Market summary
- Hopes of a Xi-Biden summit are rising after two days of meetings between US and China in Beijing
- The PBOC are expected to provide further stimulus for cut their loan prime rates today to provide further stimulus
- Whilst An ECB hike in July is expected, officials seem divided over the September meeting with Kane and Slovak saying there’s no urgency to hike, whilst Schnabel sees no time for complacency
- Volatility was predictably low across most markets due to the 3-day weekend in the US
- However, European stocks pulled back from cycle highs due to concerns over the global economy and hawkishness of central banks
- The DAX fell to a 3-day low after printing a record high with a bearish hammer on Friday
- USD/JPY formed a small Doji just beneath the November 21st high (142.25)
- WTI failed to hold above $72 during light trade / low volumes, although support was found ~$71 and closed the day with a doji candle
- AUD/USD was quick to close the weekend gap, then fell to the second support zone in yesterday’s report before forming the daily low and bouncing higher
- Today’s RBA minutes could reveal how ‘finely balanced’ their latest hike was, although the wording of the statement suggests it was an easier decision to hike.
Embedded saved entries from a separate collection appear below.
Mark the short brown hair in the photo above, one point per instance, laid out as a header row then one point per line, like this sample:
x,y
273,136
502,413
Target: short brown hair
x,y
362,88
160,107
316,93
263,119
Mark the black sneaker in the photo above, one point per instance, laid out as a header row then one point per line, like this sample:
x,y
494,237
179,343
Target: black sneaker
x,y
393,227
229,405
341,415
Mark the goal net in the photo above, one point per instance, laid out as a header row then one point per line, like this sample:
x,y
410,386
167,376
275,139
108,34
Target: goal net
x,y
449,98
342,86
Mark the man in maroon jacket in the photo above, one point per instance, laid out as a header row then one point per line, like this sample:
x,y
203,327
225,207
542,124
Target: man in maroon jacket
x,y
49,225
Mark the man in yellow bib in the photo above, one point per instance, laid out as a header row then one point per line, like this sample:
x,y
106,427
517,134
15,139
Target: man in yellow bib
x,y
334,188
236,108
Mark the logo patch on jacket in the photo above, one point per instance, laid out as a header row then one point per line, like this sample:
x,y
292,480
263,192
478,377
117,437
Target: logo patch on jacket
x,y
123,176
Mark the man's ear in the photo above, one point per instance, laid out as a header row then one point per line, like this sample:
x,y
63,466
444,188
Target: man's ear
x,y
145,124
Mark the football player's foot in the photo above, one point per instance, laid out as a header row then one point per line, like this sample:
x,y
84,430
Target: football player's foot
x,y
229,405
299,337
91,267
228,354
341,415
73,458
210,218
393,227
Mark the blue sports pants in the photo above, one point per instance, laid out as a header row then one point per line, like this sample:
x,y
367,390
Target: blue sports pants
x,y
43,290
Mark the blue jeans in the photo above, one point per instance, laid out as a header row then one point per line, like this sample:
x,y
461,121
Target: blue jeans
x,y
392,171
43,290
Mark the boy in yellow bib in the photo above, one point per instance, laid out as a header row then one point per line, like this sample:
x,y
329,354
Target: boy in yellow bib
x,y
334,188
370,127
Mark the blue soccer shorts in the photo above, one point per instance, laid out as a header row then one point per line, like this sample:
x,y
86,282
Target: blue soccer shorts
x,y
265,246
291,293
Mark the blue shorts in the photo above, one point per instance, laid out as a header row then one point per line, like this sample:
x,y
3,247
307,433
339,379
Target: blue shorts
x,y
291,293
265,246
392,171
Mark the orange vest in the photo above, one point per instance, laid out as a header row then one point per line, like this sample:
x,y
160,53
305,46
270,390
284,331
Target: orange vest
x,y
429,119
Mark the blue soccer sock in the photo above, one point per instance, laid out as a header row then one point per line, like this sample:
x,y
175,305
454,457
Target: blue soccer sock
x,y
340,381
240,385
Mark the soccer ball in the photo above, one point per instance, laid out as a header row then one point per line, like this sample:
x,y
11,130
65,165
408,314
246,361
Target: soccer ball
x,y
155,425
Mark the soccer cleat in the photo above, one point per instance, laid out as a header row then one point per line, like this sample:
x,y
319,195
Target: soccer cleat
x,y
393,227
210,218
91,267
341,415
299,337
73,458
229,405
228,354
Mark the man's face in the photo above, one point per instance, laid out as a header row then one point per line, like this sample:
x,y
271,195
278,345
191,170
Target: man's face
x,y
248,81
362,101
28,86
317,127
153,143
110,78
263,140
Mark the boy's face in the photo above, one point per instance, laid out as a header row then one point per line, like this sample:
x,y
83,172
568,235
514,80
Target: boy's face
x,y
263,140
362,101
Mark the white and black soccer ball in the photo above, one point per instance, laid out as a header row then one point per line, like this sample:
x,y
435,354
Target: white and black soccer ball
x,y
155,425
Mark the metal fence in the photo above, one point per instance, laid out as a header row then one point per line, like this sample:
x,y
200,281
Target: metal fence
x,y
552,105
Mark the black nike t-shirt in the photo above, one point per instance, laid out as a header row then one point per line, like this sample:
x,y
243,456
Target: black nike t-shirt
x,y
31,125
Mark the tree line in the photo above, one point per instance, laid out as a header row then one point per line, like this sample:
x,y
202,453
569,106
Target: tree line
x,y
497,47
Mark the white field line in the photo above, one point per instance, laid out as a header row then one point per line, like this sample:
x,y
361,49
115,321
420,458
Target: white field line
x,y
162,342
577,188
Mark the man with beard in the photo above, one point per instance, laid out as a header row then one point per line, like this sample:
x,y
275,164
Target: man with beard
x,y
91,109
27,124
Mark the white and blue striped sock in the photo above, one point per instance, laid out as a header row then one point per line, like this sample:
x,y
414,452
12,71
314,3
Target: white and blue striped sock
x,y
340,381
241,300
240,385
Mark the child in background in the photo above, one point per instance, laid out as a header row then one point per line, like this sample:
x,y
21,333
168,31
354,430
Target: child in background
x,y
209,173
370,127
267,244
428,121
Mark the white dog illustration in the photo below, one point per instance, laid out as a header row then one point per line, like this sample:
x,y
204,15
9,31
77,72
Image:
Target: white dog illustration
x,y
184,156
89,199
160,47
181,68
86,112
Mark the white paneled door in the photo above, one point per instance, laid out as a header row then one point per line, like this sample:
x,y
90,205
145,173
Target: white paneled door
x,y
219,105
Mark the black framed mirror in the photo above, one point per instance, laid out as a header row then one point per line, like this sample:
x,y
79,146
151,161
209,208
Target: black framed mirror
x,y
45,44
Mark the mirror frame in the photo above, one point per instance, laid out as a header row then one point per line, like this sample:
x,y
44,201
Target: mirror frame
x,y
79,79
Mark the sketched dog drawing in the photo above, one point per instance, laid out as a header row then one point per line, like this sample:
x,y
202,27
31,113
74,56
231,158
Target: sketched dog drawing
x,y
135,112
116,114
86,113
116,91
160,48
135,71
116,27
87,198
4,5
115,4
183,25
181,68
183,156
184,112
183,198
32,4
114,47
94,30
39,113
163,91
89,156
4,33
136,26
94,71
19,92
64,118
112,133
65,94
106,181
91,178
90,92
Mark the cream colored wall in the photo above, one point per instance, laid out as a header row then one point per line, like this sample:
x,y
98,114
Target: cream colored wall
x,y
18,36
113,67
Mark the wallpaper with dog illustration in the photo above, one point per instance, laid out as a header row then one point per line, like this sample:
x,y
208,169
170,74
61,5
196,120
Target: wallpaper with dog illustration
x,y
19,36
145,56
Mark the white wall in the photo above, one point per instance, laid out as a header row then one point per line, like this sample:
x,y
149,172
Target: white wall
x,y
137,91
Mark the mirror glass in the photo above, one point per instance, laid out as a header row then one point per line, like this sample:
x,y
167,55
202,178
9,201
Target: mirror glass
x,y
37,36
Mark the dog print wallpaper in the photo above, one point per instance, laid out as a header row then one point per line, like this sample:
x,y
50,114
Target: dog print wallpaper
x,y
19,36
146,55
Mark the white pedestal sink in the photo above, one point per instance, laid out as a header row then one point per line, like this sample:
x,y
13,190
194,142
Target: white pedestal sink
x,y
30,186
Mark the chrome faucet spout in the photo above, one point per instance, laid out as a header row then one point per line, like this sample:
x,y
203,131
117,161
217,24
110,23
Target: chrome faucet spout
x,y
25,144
But given the Fed’s threat of another 50bp worth of hikes and the strong AU employment report, hawkish comments in the minutes may carry more weight and increase the odds of a July hike – which could be all but a given if the next inflation report comes in hot
Events in focus (AEDT):
- 11:15 – China LPR (loan prime rate)
- 11:30 – RBA minutes
- 11:35 – RBA assistant governor Kent speech
- 13:40 - RBA assistant governor Bullock speech
ASX 200 at a glance:
- The ASX 200 rallied for a sixth day following a positive lead from Wall Street
- The rally stalled at the upper Bollinger Band, just below the 3700 handle
- Daily volume was also below average to show hesitancy around the highs
- US markets were closed, but we have a weak lead from Europe to gains may be capped / the potential for a pullback is on the cards
Gold 1-hour chart:
Last week’s failed attempt to break beneath 1932 saw high levels of volume around the lows, which triggered a strong rally towards the 1970 highs. Prices have since pulled back on declining volume, which could be part of a falling wedge (bullish reversal pattern). We’re now looking for a move higher to at least test the 1958/60 resistance zone, a break above which brings the highs around 1965 into focus.
The potential pattern is not the ball-all, end all. Because if prices continue to drift lower, we’d reconsider bullish setups around 1947/50 or the 1940/41.44 zone where strong bullish volume formed in the elongated bullish candle.